依頼文にはこうあった。「本書は,神経科学の飛躍的な進化から生まれた対人関係神経生物学をもとに,精神療法(サイコセラピー)のアート(治療技術)の科学性を解き明かし,古典的な心理理論を捉え直し,より科学的な精神療法のあり様を考えたアラン・N・ショアの大作です。」まさしくその通りである。

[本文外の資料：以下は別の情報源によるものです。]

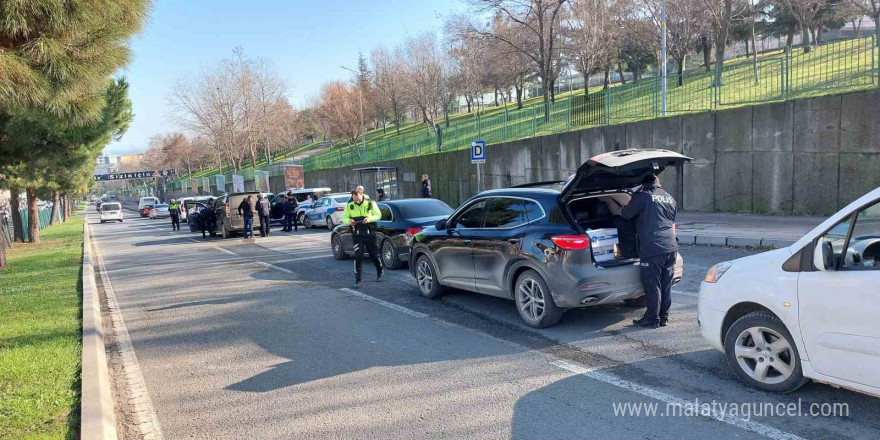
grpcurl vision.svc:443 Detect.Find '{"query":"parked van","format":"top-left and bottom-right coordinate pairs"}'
top-left (138, 196), bottom-right (159, 217)
top-left (212, 191), bottom-right (260, 238)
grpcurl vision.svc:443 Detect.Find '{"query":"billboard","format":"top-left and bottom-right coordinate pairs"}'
top-left (284, 165), bottom-right (306, 189)
top-left (254, 170), bottom-right (271, 192)
top-left (232, 174), bottom-right (244, 192)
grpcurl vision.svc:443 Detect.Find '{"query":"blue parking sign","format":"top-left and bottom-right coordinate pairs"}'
top-left (471, 141), bottom-right (486, 163)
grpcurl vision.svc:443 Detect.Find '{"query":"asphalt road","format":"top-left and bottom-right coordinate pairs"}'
top-left (90, 212), bottom-right (880, 440)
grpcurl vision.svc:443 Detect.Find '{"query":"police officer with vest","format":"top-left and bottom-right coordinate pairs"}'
top-left (620, 174), bottom-right (678, 328)
top-left (168, 199), bottom-right (180, 231)
top-left (342, 190), bottom-right (383, 287)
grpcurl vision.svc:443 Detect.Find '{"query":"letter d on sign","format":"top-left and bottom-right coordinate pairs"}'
top-left (471, 141), bottom-right (486, 163)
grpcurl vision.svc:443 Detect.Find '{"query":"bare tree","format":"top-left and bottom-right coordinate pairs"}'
top-left (405, 32), bottom-right (449, 128)
top-left (784, 0), bottom-right (828, 53)
top-left (470, 0), bottom-right (568, 119)
top-left (849, 0), bottom-right (880, 46)
top-left (370, 47), bottom-right (406, 134)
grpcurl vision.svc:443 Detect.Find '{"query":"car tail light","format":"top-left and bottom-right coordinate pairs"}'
top-left (550, 235), bottom-right (590, 251)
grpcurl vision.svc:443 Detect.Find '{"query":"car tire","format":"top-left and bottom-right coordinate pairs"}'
top-left (724, 312), bottom-right (809, 393)
top-left (415, 255), bottom-right (445, 299)
top-left (623, 295), bottom-right (648, 307)
top-left (330, 235), bottom-right (348, 260)
top-left (379, 240), bottom-right (403, 270)
top-left (513, 269), bottom-right (563, 328)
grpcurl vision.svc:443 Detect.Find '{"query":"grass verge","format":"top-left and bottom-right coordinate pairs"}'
top-left (0, 215), bottom-right (83, 440)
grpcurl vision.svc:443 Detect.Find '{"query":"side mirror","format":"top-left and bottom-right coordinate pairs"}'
top-left (813, 241), bottom-right (834, 272)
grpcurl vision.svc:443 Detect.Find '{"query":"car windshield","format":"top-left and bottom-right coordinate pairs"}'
top-left (399, 200), bottom-right (452, 218)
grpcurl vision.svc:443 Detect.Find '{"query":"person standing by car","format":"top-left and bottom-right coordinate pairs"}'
top-left (342, 190), bottom-right (384, 288)
top-left (168, 199), bottom-right (180, 231)
top-left (257, 194), bottom-right (272, 237)
top-left (620, 174), bottom-right (678, 328)
top-left (198, 204), bottom-right (215, 238)
top-left (238, 195), bottom-right (255, 239)
top-left (422, 174), bottom-right (431, 199)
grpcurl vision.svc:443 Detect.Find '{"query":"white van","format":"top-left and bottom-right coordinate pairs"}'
top-left (138, 196), bottom-right (159, 217)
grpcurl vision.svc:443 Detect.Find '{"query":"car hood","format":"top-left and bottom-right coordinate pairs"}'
top-left (559, 149), bottom-right (692, 202)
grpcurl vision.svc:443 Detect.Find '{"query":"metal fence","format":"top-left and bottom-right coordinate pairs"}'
top-left (180, 36), bottom-right (878, 178)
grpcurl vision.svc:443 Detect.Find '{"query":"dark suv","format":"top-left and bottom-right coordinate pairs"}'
top-left (410, 150), bottom-right (691, 327)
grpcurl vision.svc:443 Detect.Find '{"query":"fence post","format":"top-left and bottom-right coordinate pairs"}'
top-left (565, 93), bottom-right (571, 131)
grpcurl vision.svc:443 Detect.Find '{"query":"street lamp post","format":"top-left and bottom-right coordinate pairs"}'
top-left (339, 66), bottom-right (367, 159)
top-left (660, 0), bottom-right (668, 116)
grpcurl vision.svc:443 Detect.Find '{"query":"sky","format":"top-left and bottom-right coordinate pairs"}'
top-left (105, 0), bottom-right (466, 153)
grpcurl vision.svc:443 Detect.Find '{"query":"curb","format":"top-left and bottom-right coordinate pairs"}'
top-left (675, 234), bottom-right (797, 249)
top-left (80, 221), bottom-right (118, 440)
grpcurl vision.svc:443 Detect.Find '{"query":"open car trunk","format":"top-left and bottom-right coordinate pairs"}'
top-left (568, 191), bottom-right (638, 266)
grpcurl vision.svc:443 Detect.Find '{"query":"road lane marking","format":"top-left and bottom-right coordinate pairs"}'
top-left (339, 287), bottom-right (428, 319)
top-left (672, 289), bottom-right (700, 298)
top-left (254, 261), bottom-right (293, 274)
top-left (89, 227), bottom-right (164, 440)
top-left (211, 246), bottom-right (238, 257)
top-left (551, 359), bottom-right (804, 440)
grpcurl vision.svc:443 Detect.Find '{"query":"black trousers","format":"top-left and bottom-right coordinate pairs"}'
top-left (351, 235), bottom-right (382, 281)
top-left (640, 252), bottom-right (676, 321)
top-left (260, 215), bottom-right (269, 237)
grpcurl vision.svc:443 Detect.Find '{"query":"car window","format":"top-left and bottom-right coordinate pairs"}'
top-left (454, 199), bottom-right (486, 229)
top-left (379, 203), bottom-right (394, 222)
top-left (484, 197), bottom-right (527, 228)
top-left (397, 199), bottom-right (452, 218)
top-left (840, 202), bottom-right (880, 270)
top-left (523, 200), bottom-right (544, 222)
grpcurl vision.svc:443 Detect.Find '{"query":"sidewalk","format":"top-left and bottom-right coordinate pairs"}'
top-left (676, 213), bottom-right (827, 249)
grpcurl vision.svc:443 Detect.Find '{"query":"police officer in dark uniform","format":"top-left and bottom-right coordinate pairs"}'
top-left (620, 175), bottom-right (678, 328)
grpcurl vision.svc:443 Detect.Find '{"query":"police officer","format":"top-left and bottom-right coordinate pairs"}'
top-left (168, 199), bottom-right (180, 231)
top-left (620, 174), bottom-right (678, 328)
top-left (342, 190), bottom-right (383, 287)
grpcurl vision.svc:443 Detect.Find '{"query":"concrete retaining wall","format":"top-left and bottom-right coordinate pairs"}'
top-left (305, 90), bottom-right (880, 214)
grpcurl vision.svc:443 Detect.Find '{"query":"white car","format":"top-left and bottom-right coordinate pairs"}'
top-left (150, 203), bottom-right (171, 219)
top-left (303, 193), bottom-right (351, 230)
top-left (100, 202), bottom-right (122, 223)
top-left (698, 184), bottom-right (880, 397)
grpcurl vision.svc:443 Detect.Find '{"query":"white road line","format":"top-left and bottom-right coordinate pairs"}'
top-left (211, 246), bottom-right (238, 257)
top-left (672, 289), bottom-right (700, 298)
top-left (339, 287), bottom-right (428, 319)
top-left (254, 261), bottom-right (293, 274)
top-left (89, 228), bottom-right (164, 440)
top-left (551, 360), bottom-right (804, 440)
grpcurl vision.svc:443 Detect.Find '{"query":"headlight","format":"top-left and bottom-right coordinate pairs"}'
top-left (705, 261), bottom-right (730, 284)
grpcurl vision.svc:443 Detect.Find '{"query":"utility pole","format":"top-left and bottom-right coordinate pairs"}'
top-left (660, 0), bottom-right (668, 116)
top-left (339, 66), bottom-right (364, 160)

ただネットや店頭でこの大著を目にした読者はこう考えるであろう。「確かにアランショアという名前は最近よく聞く気がする。確か小林先生という方が入門書を書いただろう。それに「右脳精神療法」とあともう一冊、薄い本が翻訳されている。まずそちらを読もうか。」確かに小林先生の労作以外にもう一冊が翻訳されていて、それらを置いて本書を購入するのは屋上屋を架すという印象を与えるかもしれない。しかし本書は極めて充実した内容で、入門書を読みもう少し内容を詳しく知りたい人間にはうってつけである。そしてそれは私自身の体験でもあった。


本書「精神療法という技法の科学」The sciene of the Art of Psychotherapy (2012)はショアがこれまで出した6冊の著作のうち4番目に相当し、彼が考える精神療法(感情調整療法、のちに右脳精神療法という呼び名に改められる)について詳細に論じたものであり、そこで鍵を握る右脳の機能について特に詳しく論述されている。同じ小林隆児氏の手による「右脳精神療法」(2022年に発刊)と共にショアの臨床理論を知るためには非常に重要な書である。

翻訳者の小林隆児氏は、2022年にショアの最新作「右脳精神療法」を訳出した後、その理解を深めるためにも、ショアの「感情調整三部作」の次の第4作目である本書を日本の読者に提供することが必要であると感じたとのことである。

本書は574ページとかなり分厚いが、英語の原書で458ページというボリュームである。それだけに本訳書の出版先を探すことにも小林氏は難渋したというが(訳者あとがき)、本書は内容も極めて緻密でショアの驚くべき生産性(それは本書を訳した小林氏にも通じることかもしれないが)を感じさせる。本書を通読した読者はそこに盛られている情報量に嘆息するのではないか。(少なくとも私はそうであった。)最終章のマッキントッシュとの対話にも表れている通り、ショアの頭には、莫大な情報量に元ずく体系が渦巻いているようだ。それは最新の脳科学が示す生後一年の驚くべき脳の感受性とその脆弱性への理解を基盤とした愛着理論に根差した養育や臨床の在り方についての知識や思考である。この驚くべき頭脳が生み出し続ける著作は各方面に大きな影響力を及ぼしつつ、現代的な人間理解や精神病理に関する一つのパラダイムシフトを提案しつつある。私たちはこの「アメリカのボウルビイ」の異名を持つという(503)ショアの偉大な精神に非常に多くを負っているのである。